O Tribunal de Justiça da Bahia (TJ-BA) quer mudar a forma como as reintegrações de posse coletivas acontecem no estado. A ideia é que as ordens judiciais em áreas urbanas e rurais sejam cumpridas sem causar novos traumas para as famílias vulneráveis envolvidas.
Segundo o corregedor-geral de Justiça, desembargador Emílio Salomão Resedá, a recomendação editada pelo órgão serve como um guia para os juízes. O foco é buscar a paz social, estabelecendo caminhos menos agressivos para o cumprimento das decisões em conflitos de terra.
A medida surge em um momento de atenção redobrada com os direitos humanos. Para o magistrado, é possível fazer valer a lei sem ignorar a situação de fragilidade de quem está sendo retirado de uma ocupação, evitando cenas de violência desnecessária.

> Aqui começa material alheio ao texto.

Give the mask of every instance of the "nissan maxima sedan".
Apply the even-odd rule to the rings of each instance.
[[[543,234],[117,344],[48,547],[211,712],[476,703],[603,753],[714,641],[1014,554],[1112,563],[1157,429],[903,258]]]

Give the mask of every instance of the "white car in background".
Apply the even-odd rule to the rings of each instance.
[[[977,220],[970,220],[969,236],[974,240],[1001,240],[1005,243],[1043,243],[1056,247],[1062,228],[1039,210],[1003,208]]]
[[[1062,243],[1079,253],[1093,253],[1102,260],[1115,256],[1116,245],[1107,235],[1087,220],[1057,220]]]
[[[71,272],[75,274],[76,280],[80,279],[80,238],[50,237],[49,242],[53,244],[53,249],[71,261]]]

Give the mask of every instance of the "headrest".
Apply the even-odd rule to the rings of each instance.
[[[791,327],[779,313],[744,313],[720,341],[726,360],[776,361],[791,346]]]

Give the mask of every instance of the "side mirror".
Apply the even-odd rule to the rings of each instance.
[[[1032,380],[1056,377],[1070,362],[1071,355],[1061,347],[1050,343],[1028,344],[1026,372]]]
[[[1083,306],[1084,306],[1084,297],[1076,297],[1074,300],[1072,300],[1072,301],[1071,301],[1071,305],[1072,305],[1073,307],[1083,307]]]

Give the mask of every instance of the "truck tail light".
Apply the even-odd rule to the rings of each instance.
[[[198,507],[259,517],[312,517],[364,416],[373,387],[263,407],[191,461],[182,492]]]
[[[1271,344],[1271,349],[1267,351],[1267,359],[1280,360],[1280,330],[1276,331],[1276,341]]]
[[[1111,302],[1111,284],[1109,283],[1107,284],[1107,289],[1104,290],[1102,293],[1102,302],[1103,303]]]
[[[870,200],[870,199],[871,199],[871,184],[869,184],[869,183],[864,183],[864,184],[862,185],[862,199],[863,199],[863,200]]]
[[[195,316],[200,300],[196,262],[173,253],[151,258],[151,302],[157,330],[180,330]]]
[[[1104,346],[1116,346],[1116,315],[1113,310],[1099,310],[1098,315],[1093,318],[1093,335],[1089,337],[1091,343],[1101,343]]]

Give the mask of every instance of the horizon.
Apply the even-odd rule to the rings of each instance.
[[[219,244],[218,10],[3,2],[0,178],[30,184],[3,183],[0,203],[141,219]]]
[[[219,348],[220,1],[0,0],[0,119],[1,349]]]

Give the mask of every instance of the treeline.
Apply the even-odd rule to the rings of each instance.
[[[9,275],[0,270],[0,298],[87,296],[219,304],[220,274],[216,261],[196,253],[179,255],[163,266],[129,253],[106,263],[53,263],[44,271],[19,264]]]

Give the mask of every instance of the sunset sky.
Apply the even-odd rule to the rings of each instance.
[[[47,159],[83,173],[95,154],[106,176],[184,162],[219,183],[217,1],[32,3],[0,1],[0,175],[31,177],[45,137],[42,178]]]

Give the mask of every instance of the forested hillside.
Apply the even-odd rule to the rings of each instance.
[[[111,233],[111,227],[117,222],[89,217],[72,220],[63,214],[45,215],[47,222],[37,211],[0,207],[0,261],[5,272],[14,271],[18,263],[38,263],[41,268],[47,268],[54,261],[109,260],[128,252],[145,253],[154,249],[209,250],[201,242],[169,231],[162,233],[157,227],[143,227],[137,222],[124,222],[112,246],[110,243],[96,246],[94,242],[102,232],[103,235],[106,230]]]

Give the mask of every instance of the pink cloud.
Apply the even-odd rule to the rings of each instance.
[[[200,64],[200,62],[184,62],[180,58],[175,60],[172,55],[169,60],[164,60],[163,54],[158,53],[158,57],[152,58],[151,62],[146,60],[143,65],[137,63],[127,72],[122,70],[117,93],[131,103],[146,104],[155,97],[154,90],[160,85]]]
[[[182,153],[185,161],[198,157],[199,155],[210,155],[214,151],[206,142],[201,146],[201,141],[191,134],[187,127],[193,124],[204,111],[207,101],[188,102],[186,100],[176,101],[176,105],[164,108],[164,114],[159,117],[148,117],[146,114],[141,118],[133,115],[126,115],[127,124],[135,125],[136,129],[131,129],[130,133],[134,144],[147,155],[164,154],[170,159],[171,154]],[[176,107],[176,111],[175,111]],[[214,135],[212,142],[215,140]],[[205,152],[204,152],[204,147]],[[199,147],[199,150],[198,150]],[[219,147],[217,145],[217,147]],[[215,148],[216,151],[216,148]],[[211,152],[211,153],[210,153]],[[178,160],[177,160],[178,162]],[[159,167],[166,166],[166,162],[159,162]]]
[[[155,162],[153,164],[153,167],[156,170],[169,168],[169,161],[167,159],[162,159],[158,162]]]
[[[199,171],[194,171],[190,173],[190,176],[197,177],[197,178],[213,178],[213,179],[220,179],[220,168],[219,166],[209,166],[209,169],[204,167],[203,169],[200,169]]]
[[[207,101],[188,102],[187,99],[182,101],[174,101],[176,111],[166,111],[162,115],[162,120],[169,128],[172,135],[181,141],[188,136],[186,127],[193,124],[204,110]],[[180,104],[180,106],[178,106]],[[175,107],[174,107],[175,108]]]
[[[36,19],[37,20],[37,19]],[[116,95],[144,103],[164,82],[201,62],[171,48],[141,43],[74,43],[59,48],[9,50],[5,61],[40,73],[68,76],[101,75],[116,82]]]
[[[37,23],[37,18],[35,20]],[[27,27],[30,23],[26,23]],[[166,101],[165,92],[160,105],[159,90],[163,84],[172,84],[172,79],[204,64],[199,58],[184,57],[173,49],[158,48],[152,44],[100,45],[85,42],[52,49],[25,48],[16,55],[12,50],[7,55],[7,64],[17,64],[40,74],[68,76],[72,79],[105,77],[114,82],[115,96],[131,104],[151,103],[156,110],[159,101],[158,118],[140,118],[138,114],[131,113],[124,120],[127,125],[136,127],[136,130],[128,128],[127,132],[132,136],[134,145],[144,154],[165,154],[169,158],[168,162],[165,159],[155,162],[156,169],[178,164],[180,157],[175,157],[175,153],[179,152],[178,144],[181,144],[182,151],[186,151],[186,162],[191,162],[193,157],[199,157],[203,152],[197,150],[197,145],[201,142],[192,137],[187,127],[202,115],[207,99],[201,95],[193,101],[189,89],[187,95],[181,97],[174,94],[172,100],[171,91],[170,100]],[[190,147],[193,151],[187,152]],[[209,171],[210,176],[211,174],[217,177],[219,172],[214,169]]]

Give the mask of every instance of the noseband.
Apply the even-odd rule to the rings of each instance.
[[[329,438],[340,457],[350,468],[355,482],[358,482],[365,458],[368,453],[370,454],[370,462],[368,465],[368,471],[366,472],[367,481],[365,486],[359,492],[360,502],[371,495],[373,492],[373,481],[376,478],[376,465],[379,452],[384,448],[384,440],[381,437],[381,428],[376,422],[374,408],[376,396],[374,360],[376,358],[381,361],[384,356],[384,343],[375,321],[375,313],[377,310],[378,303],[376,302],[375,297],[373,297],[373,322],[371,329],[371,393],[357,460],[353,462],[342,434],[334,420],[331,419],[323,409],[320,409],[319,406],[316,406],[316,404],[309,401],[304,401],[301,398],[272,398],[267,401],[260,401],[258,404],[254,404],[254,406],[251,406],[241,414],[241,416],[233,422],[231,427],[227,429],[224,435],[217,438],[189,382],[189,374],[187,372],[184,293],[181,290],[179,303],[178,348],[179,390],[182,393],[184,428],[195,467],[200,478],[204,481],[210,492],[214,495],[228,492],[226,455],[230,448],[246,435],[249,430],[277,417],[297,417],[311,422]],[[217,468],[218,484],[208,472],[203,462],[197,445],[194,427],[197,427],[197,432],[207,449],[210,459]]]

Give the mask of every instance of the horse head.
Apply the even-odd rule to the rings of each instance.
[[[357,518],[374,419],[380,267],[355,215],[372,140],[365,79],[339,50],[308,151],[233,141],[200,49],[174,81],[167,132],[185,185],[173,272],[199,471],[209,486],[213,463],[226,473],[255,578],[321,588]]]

Durante o anúncio das diretrizes, o desembargador também chamou a atenção para a campanha Maio Laranja. Ele destacou a necessidade de proteger crianças e adolescentes, que muitas vezes são as maiores vítimas de qualquer tipo de instabilidade ou violência doméstica e social.
Com as novas orientações, o Judiciário baiano espera que os oficiais de justiça e as forças de segurança atuem com mais cautela. O plano é que as desocupações deixem de ser sinônimo de conflito generalizado na Bahia.